Apr 1, 2021

Why Adaptive Supply Chains Are Vital for Future-Proofing

Procurement
Agility
Automation
DigitalTransformation
Henrik Smedberg, Head of Intel...
5 min
A year unlike any other taught tough lessons and exposed the necessity for end-to-end supply chain digitalisation to succeed in an ever-changing world
A year unlike any other taught tough lessons and exposed the necessity for end-to-end supply chain digitalisation to succeed in an ever-changing world...

From panic buying toilet paper and eggs to the boost in ecommerce, it’s safe to say that 2020 was a year like no other for nearly every business, in every industry, in every region. In fact, according to a recent report, 90% of companies expect the disruption of global supply chains caused by the pandemic to have a lasting impact on their business, with the majority (97%) of respondents agreeing that their network needs more transparency and better visibility.

Despite COVID-19 causing major upheaval for procurement professionals around the world, it has also accelerated trends that will not only lead to the diversification and localisation of supply chains, but also increase the need for digitalisation and end-to-end visibility. As a result, the tough lessons learned on managing supply chains in a crisis can help companies emerge stronger post pandemic, and can even drive lasting change. 
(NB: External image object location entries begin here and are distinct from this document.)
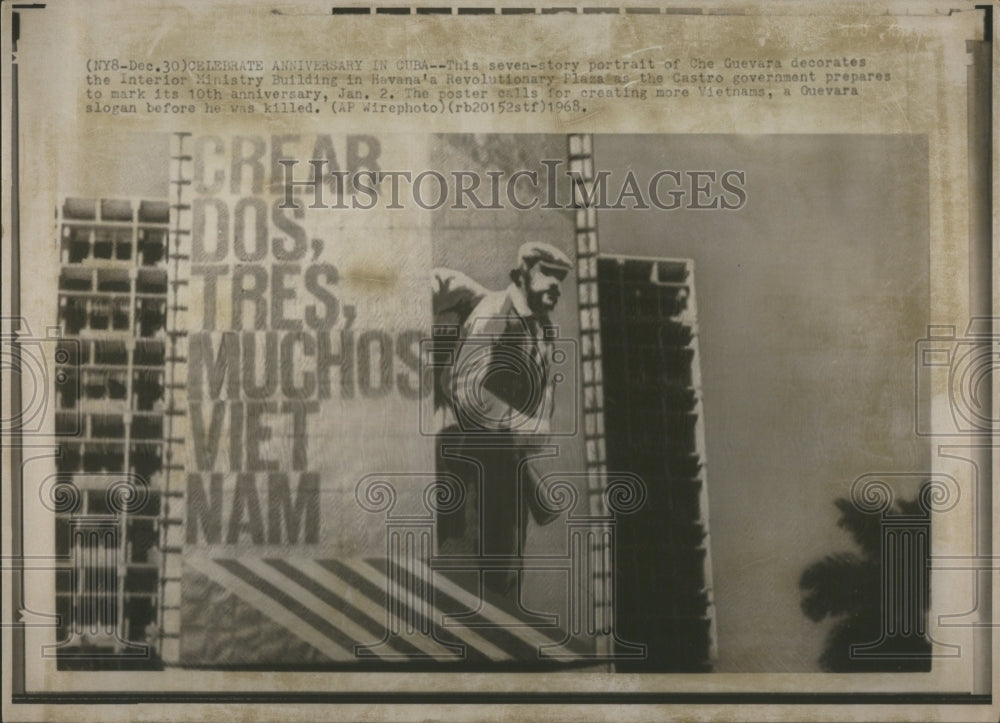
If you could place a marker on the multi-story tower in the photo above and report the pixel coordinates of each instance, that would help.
(113, 299)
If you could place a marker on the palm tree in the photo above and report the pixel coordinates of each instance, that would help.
(847, 586)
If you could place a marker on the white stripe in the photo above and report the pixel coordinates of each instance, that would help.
(307, 599)
(377, 612)
(490, 612)
(269, 607)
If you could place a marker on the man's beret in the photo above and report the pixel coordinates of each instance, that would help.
(538, 252)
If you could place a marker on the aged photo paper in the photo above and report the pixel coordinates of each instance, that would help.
(479, 361)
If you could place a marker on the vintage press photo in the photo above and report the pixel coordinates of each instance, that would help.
(468, 362)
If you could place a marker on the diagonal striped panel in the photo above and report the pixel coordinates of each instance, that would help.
(339, 607)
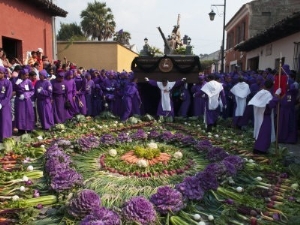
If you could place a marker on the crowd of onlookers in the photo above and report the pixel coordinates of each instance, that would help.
(44, 92)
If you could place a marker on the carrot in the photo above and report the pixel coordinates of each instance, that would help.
(8, 162)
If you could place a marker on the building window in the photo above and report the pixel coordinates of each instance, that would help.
(266, 13)
(297, 56)
(230, 40)
(242, 34)
(277, 62)
(237, 35)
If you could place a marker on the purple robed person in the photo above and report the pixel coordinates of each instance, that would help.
(80, 83)
(43, 94)
(109, 86)
(89, 88)
(59, 98)
(185, 98)
(213, 91)
(24, 113)
(70, 94)
(198, 100)
(165, 106)
(263, 104)
(97, 99)
(136, 102)
(130, 92)
(288, 130)
(5, 107)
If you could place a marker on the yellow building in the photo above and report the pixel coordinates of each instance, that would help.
(108, 55)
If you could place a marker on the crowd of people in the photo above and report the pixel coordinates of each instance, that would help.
(51, 93)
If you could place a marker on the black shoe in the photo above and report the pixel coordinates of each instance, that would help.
(255, 151)
(209, 128)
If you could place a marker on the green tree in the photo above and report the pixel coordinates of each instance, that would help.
(70, 31)
(98, 21)
(122, 37)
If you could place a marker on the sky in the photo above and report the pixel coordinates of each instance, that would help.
(142, 17)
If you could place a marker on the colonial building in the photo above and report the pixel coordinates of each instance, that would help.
(280, 40)
(108, 55)
(28, 25)
(252, 18)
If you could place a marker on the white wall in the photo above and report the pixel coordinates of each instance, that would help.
(284, 46)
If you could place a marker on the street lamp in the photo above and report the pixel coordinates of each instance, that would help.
(212, 17)
(146, 41)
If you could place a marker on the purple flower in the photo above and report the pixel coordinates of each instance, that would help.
(87, 143)
(101, 216)
(229, 201)
(230, 168)
(178, 137)
(55, 165)
(63, 142)
(216, 154)
(218, 169)
(84, 203)
(139, 135)
(39, 206)
(188, 140)
(167, 200)
(190, 188)
(203, 146)
(154, 134)
(235, 160)
(123, 137)
(108, 139)
(207, 180)
(65, 180)
(140, 210)
(166, 136)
Establishing digital and partner connectivity 

In the midst of transformation, it’s critical that procurement leaders are prepared to withstand incoming shocks and respond quickly. This is where digitisation and strong partner relationships are so important. I like to call this a pivot in the traditional buyer-supplier relationship. The rapid supplier innovation we are seeing means that buyers in many areas really strive to be or become a buyer-of-choice to their suppliers. What does that mean? It means working closer, paying faster, raising the importance of fair and clean trade, and finding win-win situations for both parties to optimise trade. Making sense of data and digital communication sits at the core of this.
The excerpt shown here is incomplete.